Two days ago Ollie and I decided to take a trip out to Granada to see the Alhambra. We booked some accommodation and headed off by bus. Three hours later, having driven past solar panel fields, wind farms and houses literally built into the sides of mountains, we arrived in Granada. We managed to figure out the local Spanish buses into the centre of the city. However, we did not manage to figure out when to get off the bus and ended up backtracking for an hour, luckily only with our small backpacks, until we found the second bus we needed to catch. We made it to our hotel eventually and got to sit down in our shoebox room.

Later we explored the shopping area of the city and got some dinner in a Spanish courtyard where the Spanish ate. We sat outdoors and every once in a while the overhead sprinkler system would shoot out a spray of mist to cool the diners down but you could barely see the table next to you when it happened and the water was freezing so it seemed a bit strange. The food here has not been that great. Usually, you can choose between some type of meat, chips and reheated frozen vegetables, my stomach has been somewhat disappointed with the offerings. However, I did try gazpacho soup and, surprisingly, liked it quite a lot.

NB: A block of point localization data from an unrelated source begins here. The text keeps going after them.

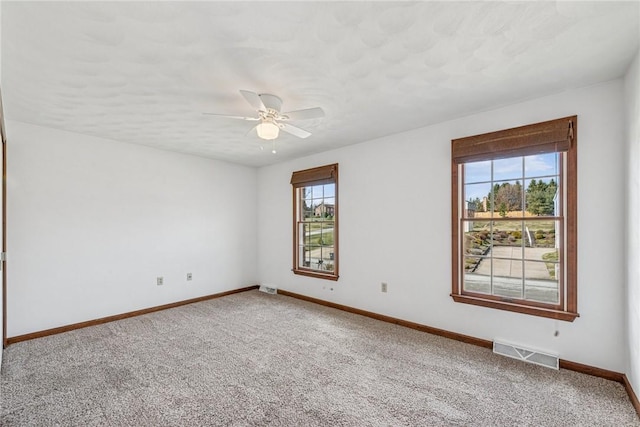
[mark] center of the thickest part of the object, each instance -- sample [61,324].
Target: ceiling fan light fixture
[268,130]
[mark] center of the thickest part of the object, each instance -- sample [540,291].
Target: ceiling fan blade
[293,130]
[308,113]
[253,131]
[250,119]
[253,99]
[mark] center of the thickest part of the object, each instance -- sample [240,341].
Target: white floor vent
[268,289]
[526,355]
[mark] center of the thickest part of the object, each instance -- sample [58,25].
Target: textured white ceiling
[143,72]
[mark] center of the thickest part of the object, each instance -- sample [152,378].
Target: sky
[478,175]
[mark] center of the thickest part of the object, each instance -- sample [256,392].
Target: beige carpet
[253,359]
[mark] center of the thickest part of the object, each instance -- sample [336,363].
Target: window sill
[517,308]
[316,274]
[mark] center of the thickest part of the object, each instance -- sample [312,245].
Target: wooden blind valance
[319,175]
[546,137]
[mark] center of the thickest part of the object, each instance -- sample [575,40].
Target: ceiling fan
[271,119]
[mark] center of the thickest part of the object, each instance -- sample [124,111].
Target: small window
[315,222]
[514,219]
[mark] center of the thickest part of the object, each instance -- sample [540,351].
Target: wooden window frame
[554,136]
[321,175]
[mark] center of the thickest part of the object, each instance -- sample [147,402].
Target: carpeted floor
[253,359]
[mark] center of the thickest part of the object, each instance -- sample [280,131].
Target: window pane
[330,190]
[507,169]
[477,172]
[477,274]
[542,237]
[506,199]
[477,237]
[541,282]
[477,199]
[507,239]
[507,279]
[541,197]
[541,165]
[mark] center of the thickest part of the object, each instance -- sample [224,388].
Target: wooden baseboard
[632,395]
[66,328]
[564,364]
[592,370]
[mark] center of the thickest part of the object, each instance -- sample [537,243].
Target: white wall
[632,95]
[93,222]
[395,227]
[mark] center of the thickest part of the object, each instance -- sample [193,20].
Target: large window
[315,222]
[514,219]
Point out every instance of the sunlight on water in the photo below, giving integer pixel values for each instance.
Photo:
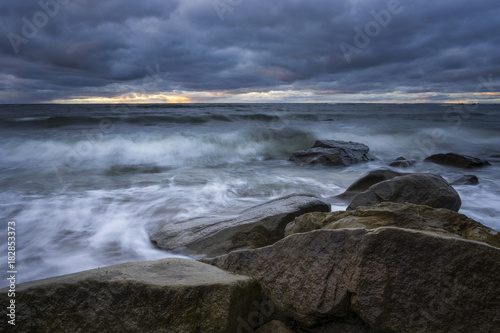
(83, 197)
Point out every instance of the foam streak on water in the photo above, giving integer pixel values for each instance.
(86, 183)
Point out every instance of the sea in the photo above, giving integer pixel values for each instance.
(84, 184)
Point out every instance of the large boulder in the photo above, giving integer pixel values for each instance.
(274, 326)
(255, 227)
(402, 162)
(422, 189)
(395, 280)
(408, 216)
(465, 180)
(457, 160)
(171, 295)
(333, 152)
(371, 178)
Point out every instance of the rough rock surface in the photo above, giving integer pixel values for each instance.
(402, 162)
(423, 189)
(461, 161)
(171, 295)
(395, 280)
(274, 326)
(255, 227)
(408, 216)
(333, 152)
(371, 178)
(466, 180)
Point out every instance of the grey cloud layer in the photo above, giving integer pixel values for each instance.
(102, 48)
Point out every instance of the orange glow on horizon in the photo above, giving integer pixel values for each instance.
(132, 98)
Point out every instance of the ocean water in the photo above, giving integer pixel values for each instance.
(85, 183)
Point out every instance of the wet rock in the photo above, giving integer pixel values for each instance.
(334, 153)
(408, 216)
(171, 295)
(466, 180)
(422, 189)
(395, 280)
(402, 162)
(255, 227)
(274, 326)
(461, 161)
(371, 178)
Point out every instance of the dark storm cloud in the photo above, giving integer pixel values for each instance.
(107, 48)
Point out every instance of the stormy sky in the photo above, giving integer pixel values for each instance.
(249, 51)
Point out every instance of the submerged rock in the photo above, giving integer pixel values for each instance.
(461, 161)
(402, 162)
(408, 216)
(255, 227)
(171, 295)
(466, 180)
(274, 326)
(422, 189)
(395, 280)
(333, 152)
(371, 178)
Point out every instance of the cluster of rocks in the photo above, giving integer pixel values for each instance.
(399, 259)
(342, 153)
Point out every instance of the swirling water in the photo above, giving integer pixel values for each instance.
(85, 183)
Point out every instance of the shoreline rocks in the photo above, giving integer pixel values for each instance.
(366, 181)
(402, 162)
(465, 180)
(457, 160)
(395, 280)
(408, 216)
(333, 153)
(255, 227)
(423, 189)
(174, 295)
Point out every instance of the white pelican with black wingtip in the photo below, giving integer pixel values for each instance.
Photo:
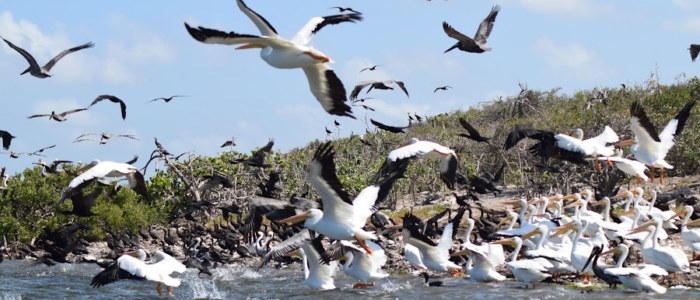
(343, 218)
(290, 54)
(416, 148)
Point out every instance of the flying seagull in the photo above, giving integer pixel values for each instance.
(231, 142)
(376, 84)
(167, 99)
(43, 72)
(6, 139)
(478, 44)
(60, 117)
(344, 9)
(444, 88)
(372, 68)
(393, 129)
(694, 50)
(104, 137)
(113, 99)
(290, 54)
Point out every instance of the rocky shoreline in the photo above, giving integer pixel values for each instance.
(217, 243)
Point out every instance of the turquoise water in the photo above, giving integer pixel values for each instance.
(27, 280)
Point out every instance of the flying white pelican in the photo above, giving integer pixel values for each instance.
(343, 218)
(417, 148)
(690, 236)
(434, 256)
(670, 259)
(99, 169)
(528, 271)
(317, 275)
(290, 54)
(132, 265)
(650, 147)
(635, 278)
(628, 166)
(43, 72)
(357, 263)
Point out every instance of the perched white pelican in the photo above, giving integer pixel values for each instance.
(528, 271)
(343, 218)
(317, 275)
(418, 148)
(650, 147)
(493, 252)
(357, 263)
(435, 257)
(290, 54)
(482, 268)
(690, 236)
(670, 259)
(132, 265)
(99, 169)
(635, 278)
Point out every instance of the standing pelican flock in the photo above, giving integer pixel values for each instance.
(344, 220)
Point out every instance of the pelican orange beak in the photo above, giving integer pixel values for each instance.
(251, 46)
(512, 202)
(646, 226)
(460, 253)
(503, 221)
(598, 203)
(680, 212)
(509, 241)
(625, 143)
(613, 250)
(573, 204)
(564, 229)
(530, 234)
(693, 223)
(295, 219)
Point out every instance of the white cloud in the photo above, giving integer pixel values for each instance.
(687, 4)
(579, 8)
(690, 25)
(573, 58)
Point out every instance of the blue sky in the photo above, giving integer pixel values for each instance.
(142, 51)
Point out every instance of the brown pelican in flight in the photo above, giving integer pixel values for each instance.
(60, 117)
(478, 44)
(6, 139)
(290, 54)
(113, 99)
(43, 72)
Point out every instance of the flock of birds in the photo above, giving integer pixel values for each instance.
(334, 233)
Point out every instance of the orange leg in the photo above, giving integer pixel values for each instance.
(363, 245)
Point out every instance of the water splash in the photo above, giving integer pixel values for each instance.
(390, 287)
(10, 296)
(202, 288)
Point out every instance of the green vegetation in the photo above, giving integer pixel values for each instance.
(28, 205)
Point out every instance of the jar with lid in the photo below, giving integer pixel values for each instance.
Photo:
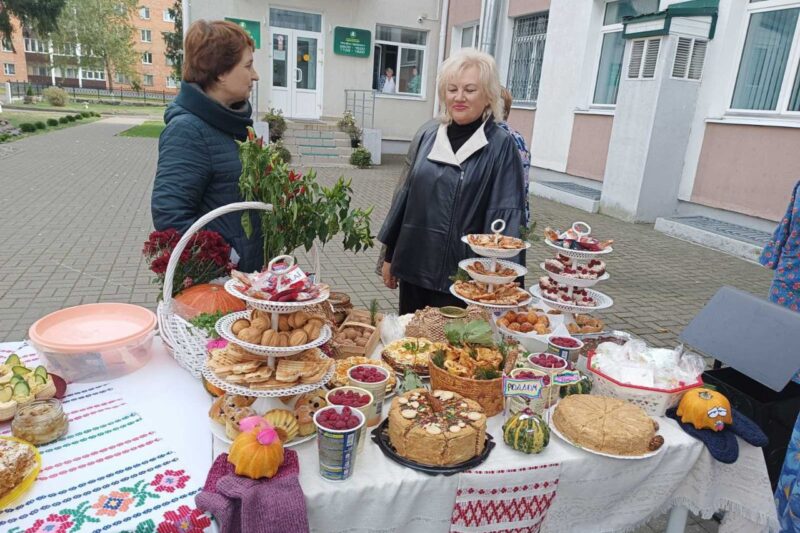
(40, 422)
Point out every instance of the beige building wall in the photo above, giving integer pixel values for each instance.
(398, 117)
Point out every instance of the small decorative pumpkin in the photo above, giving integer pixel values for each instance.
(526, 432)
(257, 452)
(705, 409)
(207, 298)
(584, 386)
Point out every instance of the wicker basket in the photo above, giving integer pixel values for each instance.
(655, 402)
(186, 343)
(429, 323)
(487, 392)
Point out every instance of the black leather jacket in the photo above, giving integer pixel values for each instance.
(443, 199)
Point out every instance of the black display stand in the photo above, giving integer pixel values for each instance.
(759, 342)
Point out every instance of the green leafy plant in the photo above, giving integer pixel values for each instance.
(361, 157)
(56, 96)
(277, 124)
(303, 210)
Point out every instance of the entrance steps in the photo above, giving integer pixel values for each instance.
(317, 143)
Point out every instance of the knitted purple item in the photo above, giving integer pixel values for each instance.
(238, 503)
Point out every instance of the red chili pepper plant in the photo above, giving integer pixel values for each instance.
(303, 210)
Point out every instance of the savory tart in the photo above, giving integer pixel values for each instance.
(606, 425)
(441, 428)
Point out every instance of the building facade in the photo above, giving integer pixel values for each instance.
(314, 54)
(667, 106)
(32, 58)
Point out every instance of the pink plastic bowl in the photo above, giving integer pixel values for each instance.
(94, 342)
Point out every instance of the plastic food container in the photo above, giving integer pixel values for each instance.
(94, 342)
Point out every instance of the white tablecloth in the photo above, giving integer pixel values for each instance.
(593, 493)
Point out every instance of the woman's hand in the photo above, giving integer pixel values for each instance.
(388, 280)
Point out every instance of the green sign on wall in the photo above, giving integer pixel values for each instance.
(351, 41)
(252, 27)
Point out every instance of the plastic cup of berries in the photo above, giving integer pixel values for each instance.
(338, 432)
(564, 346)
(373, 379)
(355, 398)
(537, 405)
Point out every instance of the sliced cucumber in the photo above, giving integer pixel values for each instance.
(20, 370)
(21, 390)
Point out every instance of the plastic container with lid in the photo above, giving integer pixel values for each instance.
(94, 342)
(40, 422)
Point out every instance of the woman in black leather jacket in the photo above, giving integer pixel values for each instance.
(466, 173)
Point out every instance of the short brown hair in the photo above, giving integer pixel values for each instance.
(508, 99)
(212, 49)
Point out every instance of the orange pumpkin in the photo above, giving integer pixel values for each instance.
(705, 409)
(206, 298)
(256, 453)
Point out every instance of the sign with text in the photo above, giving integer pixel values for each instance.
(252, 27)
(351, 41)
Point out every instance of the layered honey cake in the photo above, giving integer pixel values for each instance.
(441, 428)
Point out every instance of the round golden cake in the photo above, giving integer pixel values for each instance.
(441, 428)
(606, 425)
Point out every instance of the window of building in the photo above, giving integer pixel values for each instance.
(768, 79)
(399, 63)
(612, 47)
(469, 36)
(527, 54)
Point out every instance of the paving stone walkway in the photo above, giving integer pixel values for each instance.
(75, 212)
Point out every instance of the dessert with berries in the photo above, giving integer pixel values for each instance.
(439, 428)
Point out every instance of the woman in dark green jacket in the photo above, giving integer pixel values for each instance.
(198, 158)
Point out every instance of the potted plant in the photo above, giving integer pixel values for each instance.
(277, 124)
(303, 210)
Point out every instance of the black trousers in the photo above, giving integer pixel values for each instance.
(414, 297)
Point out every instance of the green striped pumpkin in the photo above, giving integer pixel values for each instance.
(526, 432)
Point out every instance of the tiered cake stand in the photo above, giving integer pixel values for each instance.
(578, 257)
(269, 353)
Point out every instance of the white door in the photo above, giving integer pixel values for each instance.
(296, 72)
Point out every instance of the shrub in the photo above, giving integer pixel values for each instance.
(277, 124)
(281, 150)
(361, 157)
(56, 96)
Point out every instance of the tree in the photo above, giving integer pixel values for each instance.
(174, 40)
(105, 31)
(39, 15)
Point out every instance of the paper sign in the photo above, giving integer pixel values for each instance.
(529, 388)
(567, 377)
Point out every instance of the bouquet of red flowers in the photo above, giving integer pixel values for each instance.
(205, 258)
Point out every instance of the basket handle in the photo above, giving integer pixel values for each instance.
(194, 228)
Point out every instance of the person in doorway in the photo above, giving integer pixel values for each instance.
(198, 158)
(388, 83)
(522, 148)
(782, 254)
(466, 173)
(415, 83)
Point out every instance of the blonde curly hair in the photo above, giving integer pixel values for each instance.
(489, 80)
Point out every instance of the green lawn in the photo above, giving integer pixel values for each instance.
(151, 128)
(18, 117)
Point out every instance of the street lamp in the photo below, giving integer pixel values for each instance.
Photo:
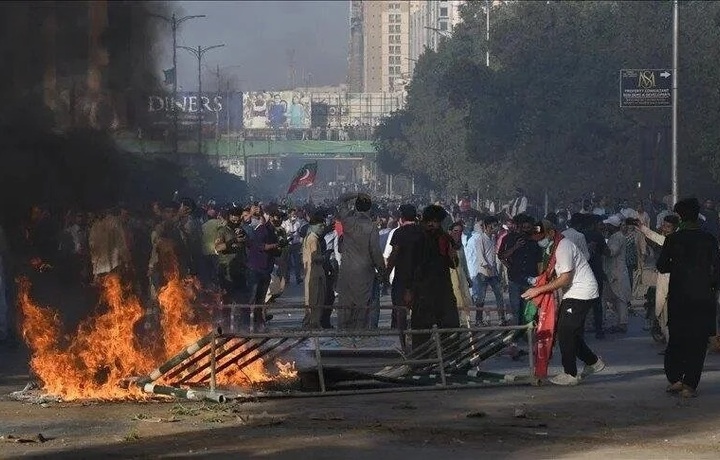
(198, 53)
(217, 114)
(174, 24)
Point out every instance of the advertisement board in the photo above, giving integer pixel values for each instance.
(276, 110)
(221, 111)
(646, 88)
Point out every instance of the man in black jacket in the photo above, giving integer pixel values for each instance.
(692, 259)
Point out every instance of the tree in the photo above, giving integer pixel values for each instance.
(546, 115)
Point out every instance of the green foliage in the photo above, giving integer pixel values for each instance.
(545, 114)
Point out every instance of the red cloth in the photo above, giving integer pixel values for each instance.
(547, 317)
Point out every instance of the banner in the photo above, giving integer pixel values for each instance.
(276, 110)
(221, 112)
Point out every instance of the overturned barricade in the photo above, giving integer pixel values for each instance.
(440, 359)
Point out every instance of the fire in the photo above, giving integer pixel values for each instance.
(105, 349)
(92, 362)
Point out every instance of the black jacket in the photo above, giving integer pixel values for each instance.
(692, 259)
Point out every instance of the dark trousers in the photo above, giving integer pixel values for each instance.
(570, 331)
(258, 283)
(685, 357)
(598, 306)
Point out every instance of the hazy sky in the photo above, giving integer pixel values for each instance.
(258, 37)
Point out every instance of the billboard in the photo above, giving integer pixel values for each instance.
(335, 110)
(276, 110)
(220, 111)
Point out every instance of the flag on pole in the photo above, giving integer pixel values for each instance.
(169, 76)
(304, 177)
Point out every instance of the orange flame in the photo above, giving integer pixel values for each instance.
(105, 350)
(93, 362)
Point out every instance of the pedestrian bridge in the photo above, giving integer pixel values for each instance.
(232, 148)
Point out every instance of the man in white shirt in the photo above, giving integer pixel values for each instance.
(580, 294)
(575, 236)
(292, 227)
(484, 269)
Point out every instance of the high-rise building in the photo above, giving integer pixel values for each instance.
(430, 20)
(356, 57)
(387, 37)
(379, 45)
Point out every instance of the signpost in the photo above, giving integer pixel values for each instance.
(646, 88)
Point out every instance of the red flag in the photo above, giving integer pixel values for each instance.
(304, 177)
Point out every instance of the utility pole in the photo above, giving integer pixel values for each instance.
(198, 53)
(174, 24)
(674, 95)
(487, 33)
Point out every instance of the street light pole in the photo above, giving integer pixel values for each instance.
(487, 33)
(674, 95)
(174, 24)
(198, 53)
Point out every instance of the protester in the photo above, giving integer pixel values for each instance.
(484, 268)
(315, 274)
(579, 294)
(616, 272)
(522, 256)
(692, 259)
(669, 226)
(361, 261)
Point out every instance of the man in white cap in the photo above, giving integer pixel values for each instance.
(616, 271)
(580, 294)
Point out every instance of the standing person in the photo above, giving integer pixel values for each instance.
(522, 256)
(692, 259)
(292, 227)
(313, 255)
(580, 292)
(711, 222)
(669, 226)
(519, 204)
(459, 275)
(361, 261)
(400, 254)
(210, 256)
(616, 272)
(431, 297)
(191, 229)
(597, 247)
(261, 244)
(485, 271)
(573, 234)
(232, 271)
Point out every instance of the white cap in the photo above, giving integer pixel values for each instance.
(615, 220)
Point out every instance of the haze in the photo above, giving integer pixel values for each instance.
(259, 37)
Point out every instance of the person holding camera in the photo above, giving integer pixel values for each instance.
(315, 270)
(522, 256)
(616, 271)
(230, 247)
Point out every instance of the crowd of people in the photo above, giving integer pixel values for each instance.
(435, 261)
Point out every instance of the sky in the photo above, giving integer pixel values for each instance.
(259, 37)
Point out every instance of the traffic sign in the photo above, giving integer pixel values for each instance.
(646, 88)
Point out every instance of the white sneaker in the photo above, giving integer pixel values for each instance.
(565, 380)
(588, 370)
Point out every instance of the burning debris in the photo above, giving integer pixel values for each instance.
(105, 350)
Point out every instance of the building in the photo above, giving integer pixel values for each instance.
(430, 20)
(387, 38)
(379, 45)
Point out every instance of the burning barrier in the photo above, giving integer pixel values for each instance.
(105, 350)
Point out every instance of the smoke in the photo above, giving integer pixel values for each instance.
(71, 72)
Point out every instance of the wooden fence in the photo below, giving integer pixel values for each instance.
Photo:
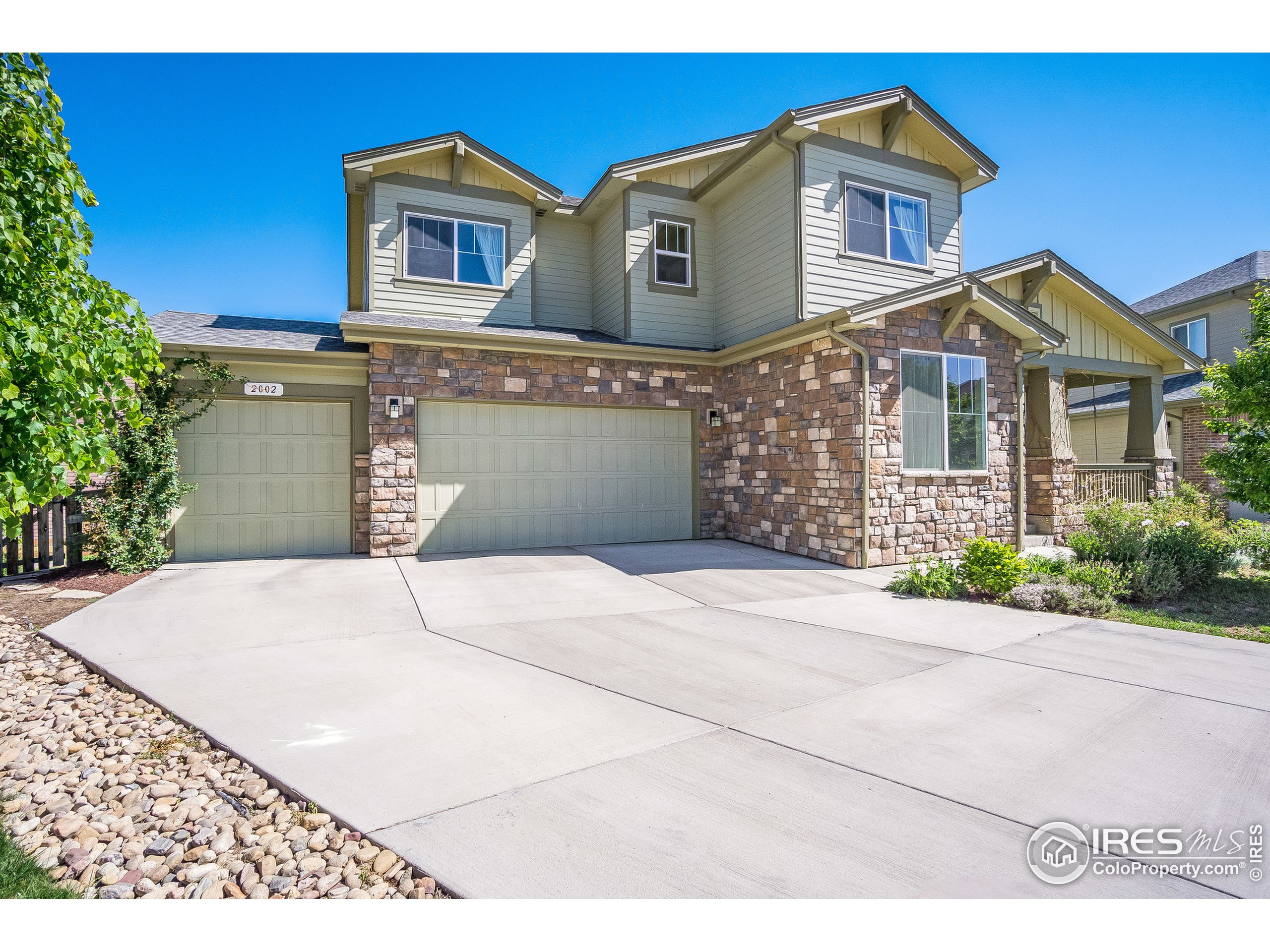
(1128, 481)
(51, 537)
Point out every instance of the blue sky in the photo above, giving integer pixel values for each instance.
(220, 184)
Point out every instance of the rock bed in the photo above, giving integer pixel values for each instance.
(121, 801)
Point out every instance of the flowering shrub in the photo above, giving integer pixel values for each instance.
(928, 579)
(1060, 597)
(992, 568)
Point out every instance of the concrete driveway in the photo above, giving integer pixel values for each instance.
(697, 719)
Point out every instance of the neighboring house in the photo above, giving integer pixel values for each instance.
(675, 355)
(1209, 315)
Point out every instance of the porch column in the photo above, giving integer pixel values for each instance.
(1148, 429)
(1049, 459)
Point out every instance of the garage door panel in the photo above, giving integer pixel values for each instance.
(273, 480)
(508, 476)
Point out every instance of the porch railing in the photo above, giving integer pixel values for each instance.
(1128, 481)
(51, 537)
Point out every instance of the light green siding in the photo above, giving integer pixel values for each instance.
(524, 476)
(756, 255)
(273, 476)
(562, 272)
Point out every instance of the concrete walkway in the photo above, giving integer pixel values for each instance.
(697, 719)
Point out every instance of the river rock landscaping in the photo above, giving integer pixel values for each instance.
(119, 800)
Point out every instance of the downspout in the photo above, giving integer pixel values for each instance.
(867, 461)
(799, 233)
(1021, 489)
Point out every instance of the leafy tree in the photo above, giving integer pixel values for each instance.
(70, 345)
(1237, 398)
(128, 525)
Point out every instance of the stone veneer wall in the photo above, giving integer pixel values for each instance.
(461, 373)
(785, 469)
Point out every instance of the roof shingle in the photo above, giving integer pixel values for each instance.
(1240, 272)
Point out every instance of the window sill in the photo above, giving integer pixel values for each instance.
(945, 473)
(850, 257)
(437, 285)
(659, 289)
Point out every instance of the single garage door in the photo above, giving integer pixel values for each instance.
(273, 480)
(507, 476)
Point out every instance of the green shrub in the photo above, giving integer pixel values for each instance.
(1104, 579)
(991, 568)
(1046, 565)
(1086, 545)
(1151, 581)
(928, 579)
(1056, 595)
(1253, 538)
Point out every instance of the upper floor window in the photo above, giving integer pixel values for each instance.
(674, 253)
(944, 412)
(888, 225)
(452, 249)
(1193, 334)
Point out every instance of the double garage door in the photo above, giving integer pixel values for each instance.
(524, 476)
(275, 479)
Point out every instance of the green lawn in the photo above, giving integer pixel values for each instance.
(1237, 606)
(22, 879)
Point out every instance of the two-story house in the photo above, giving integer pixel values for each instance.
(1208, 314)
(769, 338)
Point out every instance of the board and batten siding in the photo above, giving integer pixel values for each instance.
(667, 318)
(607, 278)
(836, 281)
(562, 272)
(756, 255)
(439, 300)
(1086, 336)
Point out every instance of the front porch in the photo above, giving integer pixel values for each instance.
(1056, 484)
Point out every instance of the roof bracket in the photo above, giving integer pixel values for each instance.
(956, 307)
(893, 121)
(1034, 281)
(456, 168)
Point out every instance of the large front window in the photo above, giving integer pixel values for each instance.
(888, 225)
(944, 412)
(452, 249)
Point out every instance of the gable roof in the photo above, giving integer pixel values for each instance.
(1142, 329)
(1242, 271)
(190, 329)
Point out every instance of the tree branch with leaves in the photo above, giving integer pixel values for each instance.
(1237, 398)
(71, 347)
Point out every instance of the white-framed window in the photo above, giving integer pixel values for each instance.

The next day I got up early to go and queue for tickets to the Alhambra. Luckily, we choose our hotel because it faced the entrance to the Alhambra, as I ended up leaving at 7.45 am and joining a queue of approximately 200 people. By the time the tickets sales opened at 8.30 the queue behind me stretched as far behind again. The Alhambra stands above Granada on a hill site, completely walled in, and contains the ruins of an 11th Century Fortress, a 14th Century Palace and some elaborate gardens. The design of the gardens include fountains, tunnels of trees and flowers to walk under, ponds and elaborately decorated garden buildings with amazing views over the city. The Fortress is the most ruined area of the Alhambra but most of it is still standing and you get to climb up to its different levels. The Palace is renowned for how well it’s extremely decorative rooms with elaborate floor tiling, Arabic decorated walls and intricate ceilings have survived. Have a look at the pictures here if you want some idea of its design: http://en.wikipedia.org/wiki/Alhambra. We left Granada that afternoon after the Alhambra on the bus to come back to Geraldine’s.

Tomorrow, we take the 8-hour train up to Barcelona to begin proper backpacking, without relatives to stay with - it is daunting but exciting.

From Ollie and Sophie.

Tags: Mountains

Comments

1

hi, what a coincidence my name is sophie and my brother is called oliver and our parents live in el contador, they ve lived there 2 years too. im on holiday there now and its gorgeous weather. found the journal by accident while looking for the weather forcast for el condator on the internet.